Hasta ahora los escasos éxitos que se habían registrado en laboratorio se basaban en una alimentación con larvas de centollo; una dieta cara que también ha frenado durante años su paso a la producción comercial. El cuello de botella de la investigación era precisamente éste: conseguir superar la fase larvaria con un índice suficiente de supervivencia y hacerlo sin que el coste se disparase: «Ahora se ha conseguido una dieta mucho más rentable y unas condiciones de temperatura, luz y salinidad del agua más acordes al hábitat natural y a lo que las larvas y luego los pulpitos necesitan. Cuando se convierten en juveniles, los octópodos se van hacia el fondo pero en estado larvario viven en la columna de agua. Una vez que llega al fondo es cuando sus brazos comienzan a alargarse y a crecer», explica Almansa. Es en este estadio conseguido por el grupo cuando se ha hecho el anuncio del descubrimiento. El éxito es tal que la metodología se ha patentado y se ha firmado un acuerdo con la empresa Nueva Pescanova para los futuros cefalópodos criados en cautividad. Los investigadores creen que, si todo va bien, en cuatro años podremos comer pulpo a feira de piscifactoría.

La esperanza sobre las posibilidades comerciales también se sustentan en el hecho de que estos animales tienen un ciclo corto de vida y mucho potencial de crecimiento, en tan sólo un año los ejemplares alcanzan un peso entre el kilo y los dos. «El pulpo tiene una biología muy compleja. Pasan por diferentes etapas en su desarrollo: huevos, para larvas, juveniles y adultos. Las larvas crecen entre un 10-15% y un adulto puede crecer entre un 1- 3% cada 24 horas», dice Almansa Sin embargo, todavía queda por delante la fase de engorde, es decir, conseguir que estos juveniles lleguen al peso comercial.

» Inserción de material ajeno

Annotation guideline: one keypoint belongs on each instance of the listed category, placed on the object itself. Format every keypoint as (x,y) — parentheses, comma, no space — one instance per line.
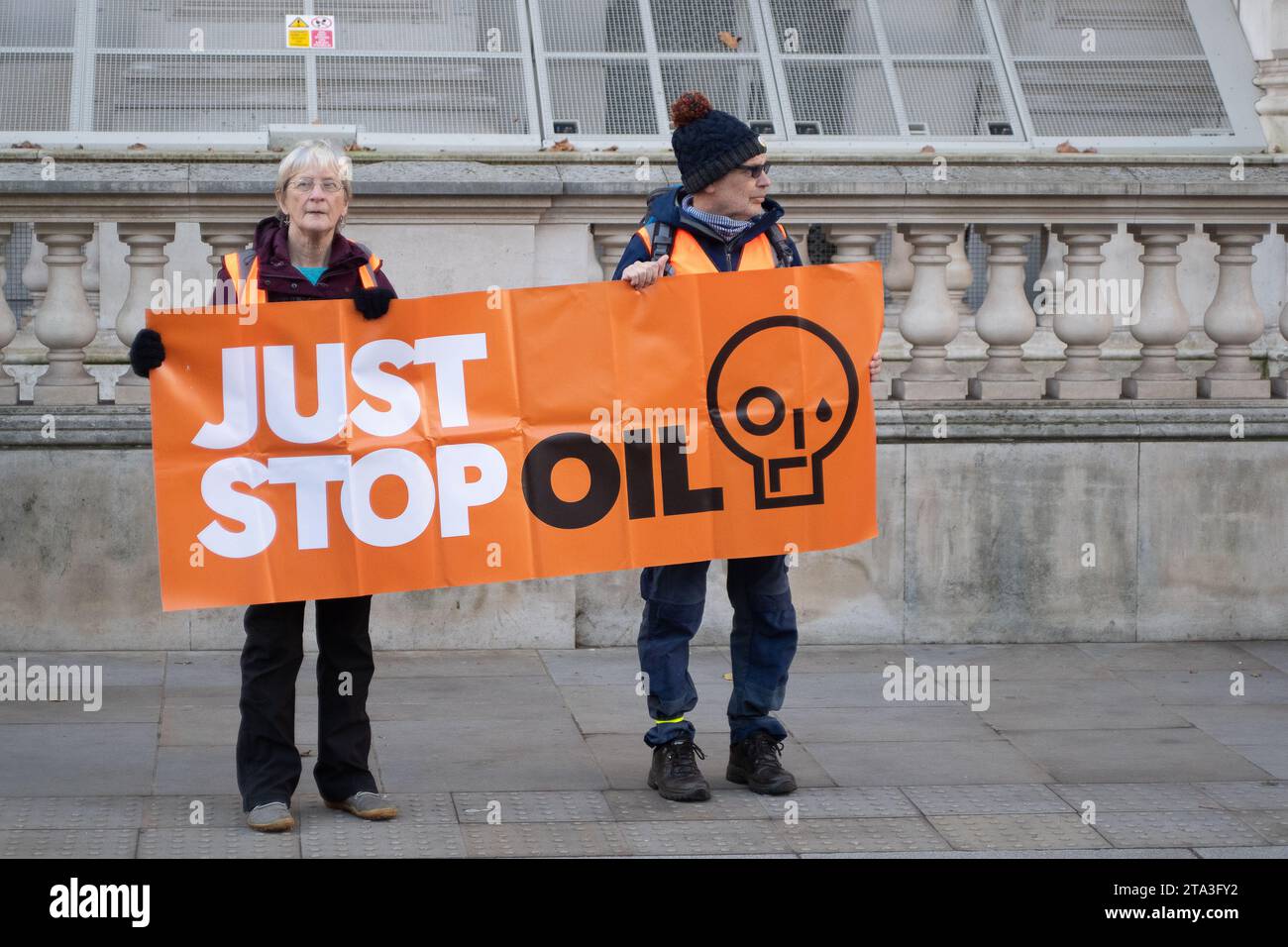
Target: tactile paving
(1134,796)
(78,843)
(206,841)
(1001,799)
(1018,831)
(571,805)
(71,812)
(176,812)
(849,835)
(347,836)
(715,836)
(829,801)
(542,839)
(1248,795)
(1176,828)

Hay que añadir que este animal lleva años siendo objeto de estudio de muchos grupos de científicos en todo el mundo, no sólo como manjar culinario sino entre otras muchas cosas por su complejo cerebro, su comportamiento, carácter y sus aptitudes para el camuflaje. Sin ir muy lejos hace unos meses la revista «Science» se hacía eco del desarrollo por parte de un grupo americano de un material 3D programable capaz de variar su apariencia interesante para su uso con fines militares.

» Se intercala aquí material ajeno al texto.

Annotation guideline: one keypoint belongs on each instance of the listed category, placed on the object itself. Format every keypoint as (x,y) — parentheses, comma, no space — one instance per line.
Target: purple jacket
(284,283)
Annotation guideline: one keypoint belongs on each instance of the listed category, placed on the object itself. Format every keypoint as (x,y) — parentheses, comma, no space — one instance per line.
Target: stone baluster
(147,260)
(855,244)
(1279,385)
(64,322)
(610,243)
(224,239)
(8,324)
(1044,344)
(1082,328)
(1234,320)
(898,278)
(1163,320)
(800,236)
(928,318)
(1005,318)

Mediterráneo, el mar con más sobrepesca

La FAO considera que el Mediterráneo como el mar con más sobrepesca. La magnitud de las capturas es tal que se está poniendo en peligro el futuro de la pesca de especies como merluza, salmonete, rape, y el equilibrio del ecosistema. Por eso hace unos meses la Comisión Europea pidió establecer un Plan Plurianual para las poblaciones de peces, que plantea recortes de pesca para Italia, Francia y España, dada la situación de la mayoría de las especies. Las capturas han descendido un 23%. Estos días se votará a favor o en contra de este plan que, entre otras cosas, prevé «retirar la pesca de arrastre de las zonas más someras, lo que favorecería a los artesanales y protegería áreas de puesta y cría y también hábitats sensibles», dicen desde la organización conservacionista Oceana.